By Simone Solondz for RISD News and Events
10/28/2021
Recently hired Assistant Professors of Architecture Malcolm Rio MArch 15 and Germán Pallares-Avitia are co-teaching Rethinking Modernity and Modern Architecture, a fall seminar exploring how the 19th- and 20th-century built environment of the West was shaped by shifting cultural, economic and political conditions. In a video conversation recently released as part of the Architecture department’s video series welcoming new hires with expertise in racial, social and environmental justice, the two scholars discuss the challenges of teaching architectural history through the lens of decoloniality.
“The goal is to expose students to problematics they will encounter in the real world, rather than presenting architectural theory that’s completely detached from the world they’re living in.”
ASSISTANT PROFESSOR GERMÁN PALLARES-AVITIA
The goal, says Pallares-Avitia (who is also serving as a fellow in RISD’s Center for Social Equity & Inclusion) is to expose students to “problematics they will encounter in the real world, rather than presenting architectural theory that’s completely detached from the world they’re living in.” Originally from Mexico, Pallares-Avitia focuses his research on modernization, cultural relations and borders. He explores postcolonial and decolonial concepts that refine our understanding of territories, nations, identity and migration as they relate to architecture and urban conditions. In his teaching he hopes to “open a channel for voices from the margins that aren’t normally heard in academia.”

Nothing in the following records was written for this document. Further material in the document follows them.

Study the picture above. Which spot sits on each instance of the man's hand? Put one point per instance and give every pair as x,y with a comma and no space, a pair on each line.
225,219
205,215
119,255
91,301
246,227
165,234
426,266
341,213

1960s-era tourism ad promoting a white-washed Mexico.
Rio’s practice focuses on the historical intersections of race, sexuality, kinship and nation building in the 18th, 19th and 20th centuries. “RISD students are starting to call out contradictions around meritocracy, equity and universalism,” they say. “How do we redefine these terms in the studio?”
In a Rethinking Modernity and Modern Architecture lecture focused on nationalism and nation building, Rio and Pallares-Avitia put these pedagogical concepts into practice. Pallares-Avitia began by grounding the conversation in present-day politics, revealing how architecture can serve as a powerful political symbol. “The cornerstone of Trump’s 2016 presidential campaign was his ‘build the wall’ rhetoric, which courted disappointed Americans and served to polarize society and promote an us versus them [mentality],” he explained.
The Museo Nacional de Antropologia e Historia in Mexico City and other Mexican museums served as models to “Americanize” the borderlands using European forms and concepts.
Pallares-Avitia went on to consider how the US-Mexico border has played into politically motivated narratives promoting white, heteropatriarchal tourism and “constructing a homogenized Mexican identity for export. This whitening of Mexican culture and erasure of Indigenous and African groups that helped to form it,” he explained, was played out in colonial architecture adopted by the Mexican government in the 1960s and in the design of cultural museums, including the Museo Nacional de Antropologia e Historia.
Rio also spoke about architecture as a means of promoting national identity, citing as an example Virginia’s neoclassical state capitol, which was erected by Thomas Jefferson and modeled after The Maison Carrée in Nîmes, France. “The capitol was built using slave labor,” they pointed out, “belying the ideas it was meant to represent.”
“The [Virginia state] capitol was built using slave labor, belying the ideas it was meant to represent.”
ASSISTANT PROFESSOR MALCOLM RIO
They went on to consider the 1893 World’s Columbian Exposition in Chicago, which was designed by Frederick Law Olmsted and considered “a model of classical taste. The exposition glorified the progress and development of the Western world and presented the US as the apex of pan-American culture and the superior protector of the Western hemisphere,” they noted.
The 1893 World’s Columbian Exposition in Chicago presented the US as the apex of pan-American culture.
One of the readings assigned for the course was a piece by Architecture Department Head Amy Kulper, who sat in on the class and helped to field student questions. Her article for the Journal of Architectural Education examines the role of the built environment in the January 6, 2021 attack on the US Capitol Building. Kulper commented on the “presentist phenomenon” in which people are unable to see current events as part of a historical arc, and what she described as former President Trump’s “tyranny of intimacy” using social media to monopolize the nation’s attention and manipulate its reactions to his administration’s policies.
The class ended with a discussion of the Architecture department’s changing pedagogical focus from the practice of design to the design of practice. As Rio says, “It’s time to talk about what is intentionally being left out or adulterated. There are dark histories we need to reconcile with [if we want] to hold the profession of architecture accountable.”